Introduction

The prevalence of obesity is rapidly increasing worldwide, which may portend undesirable adverse health effects [1], such as an increase in the incidence of cardiovascular disease risk factors and a greater risk for cardiovascular morbidity and mortality in adulthood [2, 3]. As the burden of obesity and related noncommunicable diseases continues to rise in USA [4], there is a need for research on modifiable risk factors in adolescence that could be integrated into intervention strategies.

Existing evidence indicates that the composition of movement behaviors (e.g., physical activity, sedentary behavior, and sleep duration) are time-dependent, eliciting distinct biological processes that interact throughout a 24-h period [5]. Meeting current 24-h movement guidelines is linked to several health outcomes in young population [6] and later during adulthood [7]. However, from adolescence to adulthood, the time spent in some of these behaviors has shown to be reduced (e.g., physical activity [8], sleep duration [9]), and increased in others (e.g., sedentary behavior [10]). Adolescence is characterized by fast physical growth and modifications in body composition generated by the hormonal fluctuations related to puberty [11]. Further, the health-related behaviors that influence on excess weight in adulthood frequently begin or are strengthened during adolescence [12]. Thus, the adherence to healthy behaviors during adolescence can offer both short and long-term benefits on health [13].

Current 24-h movement guidelines recommend that a healthy 24-h day in adolescents should include at least 60 min of moderate-to-vigorous physical activity (MVPA), no more than 2 h of screen time, and 8–10 h of sleep [5]. However, a recent meta-analysis reported that only 2.68% of adolescents from 23 countries met all these recommendations for MVPA, screen time, and sleep [14]. The healthy behaviors that compound the 24-h movement guidelines are modifiable and have been independently linked to body composition (e. g., physical activity [15], sedentary behavior [15], and sleep duration [16]). More favorable movement patterns have been associated with reduced adiposity or obesity in cross-sectional studies [17,18,19,20,21]. The few existing prospective studies also reported that not meeting the guidelines in childhood is associated with higher adiposity at follow-up [22,23,24]. For example, Leppänen et al. [24] showed that meeting most of the guidelines was longitudinally associated with lower abdominal obesity two years later.

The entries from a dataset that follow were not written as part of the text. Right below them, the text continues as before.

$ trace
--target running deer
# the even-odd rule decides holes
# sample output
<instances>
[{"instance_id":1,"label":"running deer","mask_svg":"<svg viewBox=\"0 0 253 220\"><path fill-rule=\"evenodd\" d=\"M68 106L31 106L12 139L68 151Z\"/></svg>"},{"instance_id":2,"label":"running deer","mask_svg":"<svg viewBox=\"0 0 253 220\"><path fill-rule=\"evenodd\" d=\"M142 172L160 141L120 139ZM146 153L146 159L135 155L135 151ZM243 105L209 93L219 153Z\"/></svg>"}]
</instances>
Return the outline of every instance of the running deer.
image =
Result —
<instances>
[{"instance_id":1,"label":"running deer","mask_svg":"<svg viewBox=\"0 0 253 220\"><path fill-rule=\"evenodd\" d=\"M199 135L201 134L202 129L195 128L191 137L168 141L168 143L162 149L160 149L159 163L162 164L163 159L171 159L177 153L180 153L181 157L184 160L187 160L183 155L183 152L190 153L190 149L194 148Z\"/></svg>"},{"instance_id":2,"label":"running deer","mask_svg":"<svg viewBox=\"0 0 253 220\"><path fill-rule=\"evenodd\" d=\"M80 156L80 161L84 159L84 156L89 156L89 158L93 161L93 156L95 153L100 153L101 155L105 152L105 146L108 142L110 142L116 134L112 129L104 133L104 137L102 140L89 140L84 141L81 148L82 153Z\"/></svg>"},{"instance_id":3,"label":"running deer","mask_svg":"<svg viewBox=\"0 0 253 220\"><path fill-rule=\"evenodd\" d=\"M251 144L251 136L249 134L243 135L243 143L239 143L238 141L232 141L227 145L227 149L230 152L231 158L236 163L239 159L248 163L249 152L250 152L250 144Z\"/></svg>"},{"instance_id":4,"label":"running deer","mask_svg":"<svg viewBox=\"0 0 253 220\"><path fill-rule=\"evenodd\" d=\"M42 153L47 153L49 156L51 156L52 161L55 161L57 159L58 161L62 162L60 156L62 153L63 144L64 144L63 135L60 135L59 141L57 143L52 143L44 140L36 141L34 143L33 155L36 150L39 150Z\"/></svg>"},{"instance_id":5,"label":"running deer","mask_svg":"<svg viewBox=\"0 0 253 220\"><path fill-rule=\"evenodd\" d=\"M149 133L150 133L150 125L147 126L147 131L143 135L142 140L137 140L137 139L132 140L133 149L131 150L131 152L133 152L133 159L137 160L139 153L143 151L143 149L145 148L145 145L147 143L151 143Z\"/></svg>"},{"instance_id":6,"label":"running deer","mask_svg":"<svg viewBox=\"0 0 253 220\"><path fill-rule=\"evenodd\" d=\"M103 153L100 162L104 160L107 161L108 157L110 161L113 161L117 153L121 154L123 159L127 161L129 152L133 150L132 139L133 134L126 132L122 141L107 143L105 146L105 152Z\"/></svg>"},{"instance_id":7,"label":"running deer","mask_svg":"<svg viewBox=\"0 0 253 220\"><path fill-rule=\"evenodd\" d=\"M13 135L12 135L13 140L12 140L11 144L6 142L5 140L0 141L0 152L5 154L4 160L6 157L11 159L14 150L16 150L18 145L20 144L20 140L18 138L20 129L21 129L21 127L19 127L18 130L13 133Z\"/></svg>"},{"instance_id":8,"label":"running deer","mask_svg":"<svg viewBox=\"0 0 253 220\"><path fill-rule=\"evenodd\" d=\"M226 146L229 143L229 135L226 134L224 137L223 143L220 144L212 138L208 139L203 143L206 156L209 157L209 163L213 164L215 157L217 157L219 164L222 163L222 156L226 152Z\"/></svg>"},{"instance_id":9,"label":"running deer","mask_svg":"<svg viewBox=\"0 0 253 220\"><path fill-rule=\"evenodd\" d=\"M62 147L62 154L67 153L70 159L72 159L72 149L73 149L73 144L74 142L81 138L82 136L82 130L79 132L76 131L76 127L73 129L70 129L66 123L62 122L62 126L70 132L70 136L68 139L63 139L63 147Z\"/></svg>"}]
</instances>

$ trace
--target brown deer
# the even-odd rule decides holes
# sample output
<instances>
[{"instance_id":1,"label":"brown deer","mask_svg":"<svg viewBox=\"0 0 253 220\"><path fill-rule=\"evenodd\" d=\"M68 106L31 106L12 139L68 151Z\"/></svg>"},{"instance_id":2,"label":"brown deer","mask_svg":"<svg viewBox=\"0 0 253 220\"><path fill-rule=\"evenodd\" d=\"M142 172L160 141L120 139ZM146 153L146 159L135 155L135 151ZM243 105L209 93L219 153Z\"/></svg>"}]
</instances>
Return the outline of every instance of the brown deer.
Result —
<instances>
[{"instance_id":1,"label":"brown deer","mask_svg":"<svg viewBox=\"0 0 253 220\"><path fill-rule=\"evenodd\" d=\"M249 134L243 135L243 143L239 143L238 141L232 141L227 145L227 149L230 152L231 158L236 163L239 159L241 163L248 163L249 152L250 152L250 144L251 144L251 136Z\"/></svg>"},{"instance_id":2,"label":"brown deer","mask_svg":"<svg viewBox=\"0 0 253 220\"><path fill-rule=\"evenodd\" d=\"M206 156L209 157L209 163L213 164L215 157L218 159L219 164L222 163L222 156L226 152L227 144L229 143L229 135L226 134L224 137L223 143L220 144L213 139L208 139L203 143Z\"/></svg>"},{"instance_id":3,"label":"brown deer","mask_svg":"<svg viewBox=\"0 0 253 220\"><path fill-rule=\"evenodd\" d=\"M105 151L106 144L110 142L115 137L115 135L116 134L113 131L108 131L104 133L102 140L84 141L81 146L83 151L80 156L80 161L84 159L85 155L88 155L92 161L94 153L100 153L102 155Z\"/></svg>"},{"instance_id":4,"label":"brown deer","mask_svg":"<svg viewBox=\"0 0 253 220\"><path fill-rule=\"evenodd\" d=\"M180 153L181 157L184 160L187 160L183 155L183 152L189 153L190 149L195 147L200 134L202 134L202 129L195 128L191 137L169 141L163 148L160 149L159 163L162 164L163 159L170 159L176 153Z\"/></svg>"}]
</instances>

Chemtob et al. [22] also suggested that not meeting the guidelines in childhood is associated with higher adiposity 2 and 7 years later. This finding is consistent with that of Micklesfield et al. [23] who suggested that patterns of adolescent physical activity, sedentary behavior and sleep are related to young-adult body composition in urban South Africa. Nevertheless, none of the previous studies has reported this association between 24-h movement behaviors during adolescence and obesity at mid-adulthood. Therefore, the aim of our study was to determine the association between adherence to the 24-h movement guidelines during adolescence with obesity at adulthood in a nationally representative US cohort.

Material and methods

Population sample and study design

This is a longitudinal study with data from the Add Health study, a nationally representative sample of adolescents in grades 7–12 in the USA followed from adolescence through adulthood. During 1994 and 1995, over 90,000 students from a sample of US high schools were selected with unequal probability of selection completed in-school questionnaires (i.e., the units in the population do not have the same probability of being included in a sample), and 20,745 of them were selected to participate in the Wave I in-home interview in 1994 [25]. Wave IV in-home sample was followed in 2008–2009 (n = 15,701; age range 24–32 years). For this study, we used data from Waves I and IV. Wave I provided data from 24-h movement behaviors. Wave IV provided obesity outcomes (i.e., waist circumference [WC] and body mass index [BMI]). The current analysis included those who completed Wave IV assessment (defined by if they had a Wave IV sample weight; n = 15,701). Participants with missing data on 24-h movement behaviors (n = 3524), and/or some covariates (n = 142) at Wave I, and/or BMI and WC data at Wave IV (n = 1494) were excluded. Also, participants with obesity at Wave I (body mass index z-score [zBMI] ≥ 2 standard deviation determined using the International Obesity Task Force growth references chart [26]) (n = 3841) were removed. The final sample included 6984 participants (59.4% female) (Fig. 1).

Fig. 1
figure 1

Flow chart of the participants

Add Health study was approved by the Institutional Review Board (IRB) at the University of North Carolina at Chapel Hill. The permission to conduct secondary analyses was obtained by the Ethics Committee of the University Hospital of Navarra (PI_2020/143).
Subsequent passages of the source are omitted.